Unrecognised actionability for breast cancer risk variants identified in a national-level review of Australian familial cancer centres

Author:

Spurdle Amanda1ORCID,Fortuno Cristina,Cops Elisa,Davidson Aimee1ORCID,Hadler Johanna,Innella Giovanni2ORCID,McKenzie Maddison,Parsons Michael1ORCID,Campbell Ainsley,Dubowsky Andrew,Fargas Verna,Field Michael3ORCID,Fan Helen Mar,Dowson Cassandra4,Poplawski NicolaORCID,Warwick Linda,Williams Rachel,Beshay Victoria,Edwards Caitlin,Johns Andrea,McPhillips Mary,Kumar Vanessa,Scott Rodney5,Williams Mark,SCOTT Hamish6ORCID,James Paul7ORCID,Spurdle Amanda8

Affiliation:

1. QIMR Berghofer Medical Research Institute

2. Università di Bologna

3. GOLD (Genetics of Learning Disability) service

4. Genetic Services of Western Australia

5. University of Newcastle and the Hunter Medical Research Institute

6. hamish.scott@sa.gov.au

7. Peter MacCallum Cancer Centre

8. Faculty of Medicine

Abstract

Abstract

Breast cancer remains a significant global health challenge. In Australia, the adoption of publicly-funded multigene panel testing for eligible cancer patients has increased accessibility to personalised care, yet has also highlighted the increasing prevalence of variants of uncertain significance (VUS), complicating clinical decision-making.
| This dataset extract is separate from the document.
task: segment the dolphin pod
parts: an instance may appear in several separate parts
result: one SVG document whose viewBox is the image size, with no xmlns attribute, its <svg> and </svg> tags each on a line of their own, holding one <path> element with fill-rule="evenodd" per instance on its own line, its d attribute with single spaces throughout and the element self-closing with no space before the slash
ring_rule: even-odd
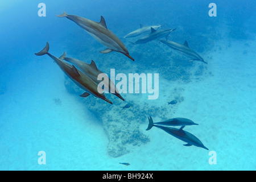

This project aimed to explore the spectrum and actionability of breast cancer VUS in Australian familial cancer centers (FCCs). Leveraging data from 11 FCCs participating in the Inherited Cancer Connect database, we retrieved VUS results from 1472 patients. Through ClinVar crosschecks and application of gene-specific ACMG/AMP guidelines, we showed the potential for reclassification of 4% of unique VUS as pathogenic or likely pathogenic, and 79% as benign or likely benign. Surveys conducted with FCCs and diagnostic laboratories described current practices and challenges in variant reclassifications, highlighting resource constraints preventing periodic VUS review and notifications from the laboratories to the FCCs. Our study suggests there are benefits to routine VUS review and reclassification, particularly in publicly-funded healthcare systems. Future research should focus on assessing the clinical impact and cost-effectiveness of implementing routine variant review practices, alongside efforts to enhance communication between FCCs and laboratories.

Publisher

Research Square Platform LLC

Reference33 articles.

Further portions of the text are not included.